The Outside ERCOT program is one of four under the TEF. It has been allotted $1 billion by Texas lawmakers. To be eligible for awards, projects must modernize infrastructure, improve weatherization, make reliability and resiliency improvements, or address vegetation management. 

PUC staff said the program has received more than a dozen applications, representing almost 50 separate projects and totaling $1.5 billion, since it was launched in May. An additional 35 applications have been started but not yet submitted. 
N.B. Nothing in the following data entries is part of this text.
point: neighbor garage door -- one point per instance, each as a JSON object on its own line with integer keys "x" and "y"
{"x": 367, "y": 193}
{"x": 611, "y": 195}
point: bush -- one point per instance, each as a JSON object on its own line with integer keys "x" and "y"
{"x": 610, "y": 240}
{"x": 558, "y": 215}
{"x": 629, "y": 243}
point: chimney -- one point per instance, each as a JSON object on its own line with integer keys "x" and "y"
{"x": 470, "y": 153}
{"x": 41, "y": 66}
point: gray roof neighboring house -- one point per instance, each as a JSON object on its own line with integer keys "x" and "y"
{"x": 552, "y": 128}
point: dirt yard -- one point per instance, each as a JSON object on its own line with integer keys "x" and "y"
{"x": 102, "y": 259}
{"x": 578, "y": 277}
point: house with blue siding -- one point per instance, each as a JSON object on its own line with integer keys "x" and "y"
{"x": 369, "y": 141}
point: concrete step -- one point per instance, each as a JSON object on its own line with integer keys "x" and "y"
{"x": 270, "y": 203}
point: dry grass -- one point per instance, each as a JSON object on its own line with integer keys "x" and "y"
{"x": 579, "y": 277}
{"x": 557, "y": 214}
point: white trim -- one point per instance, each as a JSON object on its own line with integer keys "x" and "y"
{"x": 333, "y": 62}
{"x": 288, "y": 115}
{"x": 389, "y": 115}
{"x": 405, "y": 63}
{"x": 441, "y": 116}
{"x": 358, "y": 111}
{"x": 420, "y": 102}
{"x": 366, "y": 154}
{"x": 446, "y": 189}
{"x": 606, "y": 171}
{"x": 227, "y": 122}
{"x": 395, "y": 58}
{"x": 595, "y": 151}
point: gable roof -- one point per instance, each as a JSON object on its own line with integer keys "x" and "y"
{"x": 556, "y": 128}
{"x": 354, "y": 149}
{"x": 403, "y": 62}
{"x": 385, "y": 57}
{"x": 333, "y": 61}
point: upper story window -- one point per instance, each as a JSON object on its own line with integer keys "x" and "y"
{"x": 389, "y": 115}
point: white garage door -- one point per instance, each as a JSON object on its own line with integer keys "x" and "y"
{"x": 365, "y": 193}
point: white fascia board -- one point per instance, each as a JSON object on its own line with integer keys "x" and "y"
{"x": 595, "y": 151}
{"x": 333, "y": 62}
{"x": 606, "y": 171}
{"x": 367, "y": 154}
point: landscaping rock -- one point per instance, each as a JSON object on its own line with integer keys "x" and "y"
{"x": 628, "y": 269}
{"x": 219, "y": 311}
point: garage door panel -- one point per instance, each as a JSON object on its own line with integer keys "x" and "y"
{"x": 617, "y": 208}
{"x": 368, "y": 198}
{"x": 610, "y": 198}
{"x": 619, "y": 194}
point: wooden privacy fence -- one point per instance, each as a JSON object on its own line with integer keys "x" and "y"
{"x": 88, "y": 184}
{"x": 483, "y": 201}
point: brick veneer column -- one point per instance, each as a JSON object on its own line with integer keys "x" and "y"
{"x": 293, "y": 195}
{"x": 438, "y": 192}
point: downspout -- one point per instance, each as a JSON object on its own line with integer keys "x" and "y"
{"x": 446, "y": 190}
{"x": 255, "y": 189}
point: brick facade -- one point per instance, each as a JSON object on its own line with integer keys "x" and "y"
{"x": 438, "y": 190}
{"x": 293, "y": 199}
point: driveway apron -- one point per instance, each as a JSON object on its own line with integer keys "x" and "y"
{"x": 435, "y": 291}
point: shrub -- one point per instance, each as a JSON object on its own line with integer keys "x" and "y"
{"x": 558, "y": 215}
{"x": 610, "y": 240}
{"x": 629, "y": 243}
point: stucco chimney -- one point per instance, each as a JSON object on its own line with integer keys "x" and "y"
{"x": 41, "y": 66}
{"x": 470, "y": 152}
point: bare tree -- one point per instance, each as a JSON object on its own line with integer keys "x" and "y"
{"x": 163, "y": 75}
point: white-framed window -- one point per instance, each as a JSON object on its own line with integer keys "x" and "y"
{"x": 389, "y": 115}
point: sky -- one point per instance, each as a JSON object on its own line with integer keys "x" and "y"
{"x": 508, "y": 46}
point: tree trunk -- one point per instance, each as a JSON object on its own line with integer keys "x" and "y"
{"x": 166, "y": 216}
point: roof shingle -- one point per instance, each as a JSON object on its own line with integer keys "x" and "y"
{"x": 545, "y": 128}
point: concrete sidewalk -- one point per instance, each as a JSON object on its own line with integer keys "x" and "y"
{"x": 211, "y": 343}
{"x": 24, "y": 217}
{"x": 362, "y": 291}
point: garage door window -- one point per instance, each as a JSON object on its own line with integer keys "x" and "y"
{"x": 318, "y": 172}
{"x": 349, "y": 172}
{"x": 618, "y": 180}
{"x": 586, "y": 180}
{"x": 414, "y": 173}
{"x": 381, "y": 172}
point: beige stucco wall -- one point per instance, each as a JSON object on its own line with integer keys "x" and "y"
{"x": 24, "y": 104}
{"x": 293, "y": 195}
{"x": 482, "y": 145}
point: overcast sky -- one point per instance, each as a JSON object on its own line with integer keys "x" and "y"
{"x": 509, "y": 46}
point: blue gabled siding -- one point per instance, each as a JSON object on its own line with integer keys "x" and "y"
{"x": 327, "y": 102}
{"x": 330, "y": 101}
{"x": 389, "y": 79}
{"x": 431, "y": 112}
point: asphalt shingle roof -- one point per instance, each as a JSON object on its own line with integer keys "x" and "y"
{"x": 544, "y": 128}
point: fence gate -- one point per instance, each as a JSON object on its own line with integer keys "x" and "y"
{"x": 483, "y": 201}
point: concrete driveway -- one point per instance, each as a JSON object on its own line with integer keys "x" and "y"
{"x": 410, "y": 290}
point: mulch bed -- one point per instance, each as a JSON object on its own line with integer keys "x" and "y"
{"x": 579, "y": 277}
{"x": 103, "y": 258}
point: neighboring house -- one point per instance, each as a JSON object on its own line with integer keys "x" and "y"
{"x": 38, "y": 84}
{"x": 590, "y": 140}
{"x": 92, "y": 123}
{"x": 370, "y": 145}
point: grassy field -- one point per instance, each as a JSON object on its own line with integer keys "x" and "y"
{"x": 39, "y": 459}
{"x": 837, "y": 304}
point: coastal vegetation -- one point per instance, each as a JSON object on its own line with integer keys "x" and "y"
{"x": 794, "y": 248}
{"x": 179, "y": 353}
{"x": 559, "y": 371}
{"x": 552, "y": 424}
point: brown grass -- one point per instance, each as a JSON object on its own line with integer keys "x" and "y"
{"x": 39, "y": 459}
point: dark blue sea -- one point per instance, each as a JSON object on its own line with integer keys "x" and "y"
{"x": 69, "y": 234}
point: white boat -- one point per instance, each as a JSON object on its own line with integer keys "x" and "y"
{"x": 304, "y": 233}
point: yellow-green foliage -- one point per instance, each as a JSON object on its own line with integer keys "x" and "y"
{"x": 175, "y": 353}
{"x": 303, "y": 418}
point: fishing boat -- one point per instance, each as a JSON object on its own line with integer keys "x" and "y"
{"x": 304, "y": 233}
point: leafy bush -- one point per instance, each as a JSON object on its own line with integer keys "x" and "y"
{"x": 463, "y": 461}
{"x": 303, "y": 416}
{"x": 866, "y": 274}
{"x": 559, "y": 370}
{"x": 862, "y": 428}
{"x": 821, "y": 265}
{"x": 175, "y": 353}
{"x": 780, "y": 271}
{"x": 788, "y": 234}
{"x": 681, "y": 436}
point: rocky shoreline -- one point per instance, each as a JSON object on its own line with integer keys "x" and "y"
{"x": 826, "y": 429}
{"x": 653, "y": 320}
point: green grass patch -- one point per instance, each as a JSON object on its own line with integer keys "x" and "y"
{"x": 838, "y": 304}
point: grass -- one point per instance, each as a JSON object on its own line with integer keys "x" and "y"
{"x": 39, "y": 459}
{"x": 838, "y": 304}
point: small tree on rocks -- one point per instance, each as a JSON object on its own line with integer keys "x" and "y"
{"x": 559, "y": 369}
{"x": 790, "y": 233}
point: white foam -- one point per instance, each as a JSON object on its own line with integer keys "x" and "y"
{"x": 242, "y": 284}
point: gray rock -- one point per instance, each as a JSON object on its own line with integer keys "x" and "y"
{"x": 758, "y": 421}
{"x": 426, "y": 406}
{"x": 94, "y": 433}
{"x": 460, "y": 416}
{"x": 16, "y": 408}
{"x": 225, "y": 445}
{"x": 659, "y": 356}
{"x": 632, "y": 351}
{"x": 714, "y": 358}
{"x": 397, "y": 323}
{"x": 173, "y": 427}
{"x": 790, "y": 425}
Grants are contingent on OEGP funding availability, mutual agreement to the terms and conditions in their respective grant agreement, and their adherence to the terms and conditions set forth in their respective grant agreements. The PUC will enter into grant agreements with applicants for selected eligible projects until the program’s funds are exhausted. 

The commission already has granted two loans under the TEF’s centerpiece, the in-ERCOT program created to build dispatchable generation. The program is allocated half of the TEF’s $10 billion funds. (See NRG Energy Secures $216M Loan from TEF.) 

CenterPoint Resiliency Plan Approved

The PUC approved a modified version of CenterPoint Energy’s $3.18 billion system resiliency plan, directing the utility to defer $217 million in cost recovery until 2029 for several resiliency measures related to strategic undergrounding, distribution pole replacements and vegetation management (57579). 

CenterPoint originally proposed a $5.75 billion resiliency plan. However, it reached a settlement with commission staff, the Office of Public Utility Counsel, several Houston-area cities and other intervenors that reduced the plan’s costs. 

A new state law requires Texas utilities to file annual resiliency plans. CenterPoint drew anger from residents and politicians last year after Hurricane Beryl left 2.2 million of its customers without power. 

The commission also: 

    • Approved an amended rule that removes the exemption currently preventing a generation company controlling less than 5% of ERCOT’s total installed capacity from being considered to have market power (58379). 
    • Agreed with staff’s recommendation to hold two workshops Sept. 2. The morning workshop will involve a rulemaking for net metering arrangements for large loads co-located with an existing generation resource. The afternoon workshop will take on a rulemaking that establishes large-load forecasting criteria.